Supporting Secure Multi-GPU Computing with Dynamic and Batched Metadata Management

Published in HPCA, 2024

Seonjin Na, Jungwoo Kim, Sunho Lee, and Jaehyuk Huh, "Supporting Secure Multi-GPU Computing with Dynamic and Batched Metadata Management", the 30th IEEE International Symposium on High-Performance Computer Architecture ( HPCA ), March 2024

With growing problem sizes for GPU computing, multi-GPU systems with fine-grained memory sharing have emerged to improve the current coarse-grained unified memory support based on page migration. Such multi-GPU systems with shared memory pose a new challenge in securing CPU-GPU and inter-GPU communications, as the cost of secure data transfers adds a significant performance overhead. There are two overheads of secure communication in multi-GPU systems: First, extra overhead is added to generate one-time pads (OTPs) for authenticated encryption. Second, the security metadata such as MACs and counters passed along with encrypted data consume precious network bandwidth. This study investigates the performance impact of secure communication in multi-GPU systems and evaluates the prior CPU-oriented OTP precomputation schemes adapted for multi-GPU systems.
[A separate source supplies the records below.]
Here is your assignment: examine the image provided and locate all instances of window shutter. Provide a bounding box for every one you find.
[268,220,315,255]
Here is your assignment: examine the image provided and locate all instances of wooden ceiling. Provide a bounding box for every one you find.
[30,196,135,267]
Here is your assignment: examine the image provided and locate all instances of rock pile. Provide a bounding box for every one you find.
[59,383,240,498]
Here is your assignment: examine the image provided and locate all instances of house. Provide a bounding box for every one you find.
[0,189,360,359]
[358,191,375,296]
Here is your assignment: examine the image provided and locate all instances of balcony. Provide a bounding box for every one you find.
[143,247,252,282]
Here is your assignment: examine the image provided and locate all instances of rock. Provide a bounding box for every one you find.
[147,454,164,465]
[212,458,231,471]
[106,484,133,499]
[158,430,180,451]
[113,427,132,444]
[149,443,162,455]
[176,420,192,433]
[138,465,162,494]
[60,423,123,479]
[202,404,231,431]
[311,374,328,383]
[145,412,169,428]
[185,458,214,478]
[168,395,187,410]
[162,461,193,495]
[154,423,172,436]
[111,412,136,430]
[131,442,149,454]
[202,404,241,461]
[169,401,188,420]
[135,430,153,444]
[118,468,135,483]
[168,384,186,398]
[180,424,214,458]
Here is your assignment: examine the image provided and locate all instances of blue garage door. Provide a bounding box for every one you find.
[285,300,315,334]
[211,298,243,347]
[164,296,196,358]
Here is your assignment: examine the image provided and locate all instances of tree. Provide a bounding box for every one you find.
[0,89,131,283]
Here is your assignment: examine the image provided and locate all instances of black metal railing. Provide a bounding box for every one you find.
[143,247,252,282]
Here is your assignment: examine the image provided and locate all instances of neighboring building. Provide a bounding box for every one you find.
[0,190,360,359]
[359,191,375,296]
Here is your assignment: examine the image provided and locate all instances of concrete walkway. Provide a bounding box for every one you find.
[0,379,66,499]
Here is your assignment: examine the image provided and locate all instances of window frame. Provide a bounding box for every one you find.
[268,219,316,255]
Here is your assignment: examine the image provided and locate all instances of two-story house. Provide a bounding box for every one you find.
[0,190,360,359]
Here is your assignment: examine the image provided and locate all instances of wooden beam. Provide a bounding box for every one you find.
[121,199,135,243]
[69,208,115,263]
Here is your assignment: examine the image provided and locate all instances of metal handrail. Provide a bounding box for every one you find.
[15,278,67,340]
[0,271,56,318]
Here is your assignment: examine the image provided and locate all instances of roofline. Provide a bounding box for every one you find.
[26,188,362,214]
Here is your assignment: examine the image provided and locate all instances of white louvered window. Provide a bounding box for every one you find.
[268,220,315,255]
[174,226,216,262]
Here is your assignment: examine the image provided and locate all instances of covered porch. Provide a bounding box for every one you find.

Our investigation identifies the challenge with the limited OTP buffers for inter-GPU communication and the opportunity to reduce traffic for security meta-data with bursty communications in GPUs. Based on the analysis, this paper proposes a new dynamic OTP buffer allocation technique, which adjusts the buffer assignment for each source-destination pair to reflect the communication patterns. To address the bandwidth problem by extra security metadata, the study employs a dynamic batching scheme to transfer only a single set of metadata for each batched group of data responses. The proposed design constantly tracks the communication pattern from each GPU, periodically adjusts the allocated buffer size, and dynamically forms batches of data transfers. Our evaluation shows that in a 16-GPU system, the proposed scheme can improve the performance by 13.2% and 17.5% on average from the prior cached and private schemes, respectively.